Never walk into a cantina, ice house or saloon and shout: “Draw!” Don’t use your car’s directional blinker. Armadillos are not possum on the half shell. And don’t mess with Texas, ever!
There are some myths which you should not repeat: It is a myth that Texas can leave the Union anytime it wishes. We tried that once, in 1861, and it didn’t fly. Another myth is that only the Lone Star flag can fly at the same height as the U.S. flag. Any state can do that. But we do love our ensign. During the flag-burning debate before the U.S. Supreme Court on March 21, 1989, Justice Sandra Day O’Connor asked the Texas attorney whether a state has as much interest in protecting its state flag as the American flag. Justice Antonin Scalia interjected, “Well, Texas maybe.” The Texas attorney replied, “Texas, absolutely, your honor.” I rest my case.
Religion is important in Texas. We firmly believe God may be an Englishman, but when he retires he’ll move to Lakeway. It is no accident that the largest building in any small town is the First Baptist Church. The second largest is the Second Baptist Church. Listen to the radio preachers who will tell you how they found God. For some it was through the Yellow Pages. You will learn that Texans follow a common faith and a common Sunday prayer, especially if the Cowboys are behind. And note how, before we execute our convicts, they are read their civil rites.
Some of you ink-stained wretches will write of “Texas fatigue” because so many Texans have occupied the White House in recent years. Beginning with Eisenhower, and if Perry wins two terms, a Lone Star Statesman will have occupied the Oval Office exactly half that time. So?
A few pointers on what we say and how we say it: “If at first you don’t secede…” is not a pun on a cliché but a political movement. When we speak of “inside the beltway” we mean our waistlines. “Foreign relations” refers to our cousins back in Matamoros. The “evil empire” is the EPA. When we want you to join us, we say, “Sit rat cheer.” A Yellow Dog Democrat is not a rabid Republican. The “oil business” is the “awl bidniss,” which needs government subsidies without those bothersome tree-huggers nosing around.

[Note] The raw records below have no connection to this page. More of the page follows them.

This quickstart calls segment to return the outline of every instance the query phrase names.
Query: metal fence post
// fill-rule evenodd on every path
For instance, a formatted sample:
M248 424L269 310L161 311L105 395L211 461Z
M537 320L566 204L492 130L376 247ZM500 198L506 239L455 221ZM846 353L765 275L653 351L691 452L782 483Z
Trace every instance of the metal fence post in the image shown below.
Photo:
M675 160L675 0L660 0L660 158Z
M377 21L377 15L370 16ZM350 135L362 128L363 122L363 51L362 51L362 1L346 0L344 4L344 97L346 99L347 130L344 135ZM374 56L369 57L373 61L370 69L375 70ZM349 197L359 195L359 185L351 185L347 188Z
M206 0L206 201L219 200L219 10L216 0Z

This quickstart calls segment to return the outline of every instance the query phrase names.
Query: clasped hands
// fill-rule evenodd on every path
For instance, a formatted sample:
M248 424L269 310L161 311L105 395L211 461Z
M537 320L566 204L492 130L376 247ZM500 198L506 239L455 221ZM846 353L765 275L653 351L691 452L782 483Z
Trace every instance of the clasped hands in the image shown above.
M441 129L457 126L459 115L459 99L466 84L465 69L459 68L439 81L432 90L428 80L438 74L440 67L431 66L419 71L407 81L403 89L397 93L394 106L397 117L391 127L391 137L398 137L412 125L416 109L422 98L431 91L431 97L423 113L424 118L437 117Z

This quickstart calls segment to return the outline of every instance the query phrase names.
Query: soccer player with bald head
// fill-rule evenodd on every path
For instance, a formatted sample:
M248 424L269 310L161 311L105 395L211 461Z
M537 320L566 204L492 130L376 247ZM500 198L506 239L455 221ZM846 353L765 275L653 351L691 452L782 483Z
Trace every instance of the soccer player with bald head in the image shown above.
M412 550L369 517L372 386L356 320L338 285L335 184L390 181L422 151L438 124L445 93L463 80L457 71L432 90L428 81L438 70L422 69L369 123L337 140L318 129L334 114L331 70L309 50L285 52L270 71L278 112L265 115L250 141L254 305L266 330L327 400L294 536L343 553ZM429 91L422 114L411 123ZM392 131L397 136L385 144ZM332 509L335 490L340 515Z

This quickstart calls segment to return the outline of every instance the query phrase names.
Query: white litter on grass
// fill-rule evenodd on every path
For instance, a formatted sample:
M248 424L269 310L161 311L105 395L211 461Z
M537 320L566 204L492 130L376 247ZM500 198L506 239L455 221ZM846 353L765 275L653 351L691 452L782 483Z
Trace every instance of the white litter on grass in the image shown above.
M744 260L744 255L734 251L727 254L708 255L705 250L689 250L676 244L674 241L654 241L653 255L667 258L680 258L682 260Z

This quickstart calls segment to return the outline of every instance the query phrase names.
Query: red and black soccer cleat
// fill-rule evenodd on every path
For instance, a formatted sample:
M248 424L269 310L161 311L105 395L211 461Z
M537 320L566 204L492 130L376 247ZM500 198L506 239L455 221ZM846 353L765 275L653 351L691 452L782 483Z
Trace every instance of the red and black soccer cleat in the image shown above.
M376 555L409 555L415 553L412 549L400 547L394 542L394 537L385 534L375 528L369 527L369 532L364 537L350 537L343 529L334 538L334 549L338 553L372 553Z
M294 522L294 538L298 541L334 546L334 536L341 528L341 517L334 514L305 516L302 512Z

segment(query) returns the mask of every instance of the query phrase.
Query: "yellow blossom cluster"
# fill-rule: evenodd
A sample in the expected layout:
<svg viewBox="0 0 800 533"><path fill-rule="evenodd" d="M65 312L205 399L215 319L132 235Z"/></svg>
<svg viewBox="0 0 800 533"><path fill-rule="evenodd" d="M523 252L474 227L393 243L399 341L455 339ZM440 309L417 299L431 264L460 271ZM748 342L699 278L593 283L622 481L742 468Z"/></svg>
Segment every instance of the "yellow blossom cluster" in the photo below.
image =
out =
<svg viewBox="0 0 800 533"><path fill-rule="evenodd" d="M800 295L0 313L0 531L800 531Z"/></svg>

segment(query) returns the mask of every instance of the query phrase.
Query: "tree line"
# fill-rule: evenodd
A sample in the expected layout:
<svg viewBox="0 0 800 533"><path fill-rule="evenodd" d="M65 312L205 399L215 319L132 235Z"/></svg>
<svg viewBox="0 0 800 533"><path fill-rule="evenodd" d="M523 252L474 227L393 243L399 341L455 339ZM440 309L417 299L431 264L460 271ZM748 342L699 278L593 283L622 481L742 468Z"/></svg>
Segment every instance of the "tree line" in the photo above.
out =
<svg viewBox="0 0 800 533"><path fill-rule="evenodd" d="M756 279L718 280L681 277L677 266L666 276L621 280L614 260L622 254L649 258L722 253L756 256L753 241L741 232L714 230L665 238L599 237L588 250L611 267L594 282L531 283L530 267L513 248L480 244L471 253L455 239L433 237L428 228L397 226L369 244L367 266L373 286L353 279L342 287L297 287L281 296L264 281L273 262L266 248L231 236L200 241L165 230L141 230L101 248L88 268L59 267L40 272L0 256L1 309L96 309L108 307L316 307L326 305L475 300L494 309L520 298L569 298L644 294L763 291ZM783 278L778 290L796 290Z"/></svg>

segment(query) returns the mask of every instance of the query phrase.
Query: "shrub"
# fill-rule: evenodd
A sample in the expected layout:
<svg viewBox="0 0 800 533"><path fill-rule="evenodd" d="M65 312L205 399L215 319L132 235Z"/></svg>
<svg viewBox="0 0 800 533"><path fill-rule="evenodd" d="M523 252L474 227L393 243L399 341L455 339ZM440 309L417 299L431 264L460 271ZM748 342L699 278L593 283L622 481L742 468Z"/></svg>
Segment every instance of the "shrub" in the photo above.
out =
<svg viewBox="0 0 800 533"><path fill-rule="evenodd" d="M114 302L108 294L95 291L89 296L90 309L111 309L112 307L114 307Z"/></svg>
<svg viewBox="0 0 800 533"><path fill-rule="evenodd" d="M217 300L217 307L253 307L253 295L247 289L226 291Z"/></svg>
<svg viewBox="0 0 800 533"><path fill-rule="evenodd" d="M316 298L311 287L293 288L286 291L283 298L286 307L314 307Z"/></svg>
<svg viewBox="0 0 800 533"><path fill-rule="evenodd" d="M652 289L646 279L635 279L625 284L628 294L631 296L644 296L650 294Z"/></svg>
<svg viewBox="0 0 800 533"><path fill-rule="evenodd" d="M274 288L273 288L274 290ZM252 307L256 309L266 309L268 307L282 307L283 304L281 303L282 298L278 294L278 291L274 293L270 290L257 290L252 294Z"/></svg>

We can always spot a new TV weatherperson because they get place names wrong, so try: Refugio, Pedernales and Waxahachie. Despite the Branch Davidians’ fame, it’s WAY-koe, not WACK-o.
“Vanna, do we have a G up there for this cowboy?” We say goin’ and doin’ and talkin.’ When we say we’re fixin’ to do something, it does not mean we will take a hammer and nails to repair something. It means we are about to do something, like fix Perry’s platform.
This brings us to the three newcomers who were driving through central Texas and saw a sign, “Mexia.” Says one newcomer: “Up ahead is MEX-eye-a.”
“No,” says the other, “it’s pronounced, Muh-HAY-ya.”
“You’re both wrong,” says the third. “The town is called Meh-ee-uh.”
They pull into a cafe and order lunch. One says to the waitress, “Excuse me, Ma’m, but we’ve been arguing over how to pronounce the name of this place. Would you say it, real slowly?”
She takes a big breath, and says slowly, “DAY-re Queeeeen.”
Finally, one of our major problems is that so many others want to join us, crowding our schools, highways and jails. So welcome to Texas. Just don’t stay.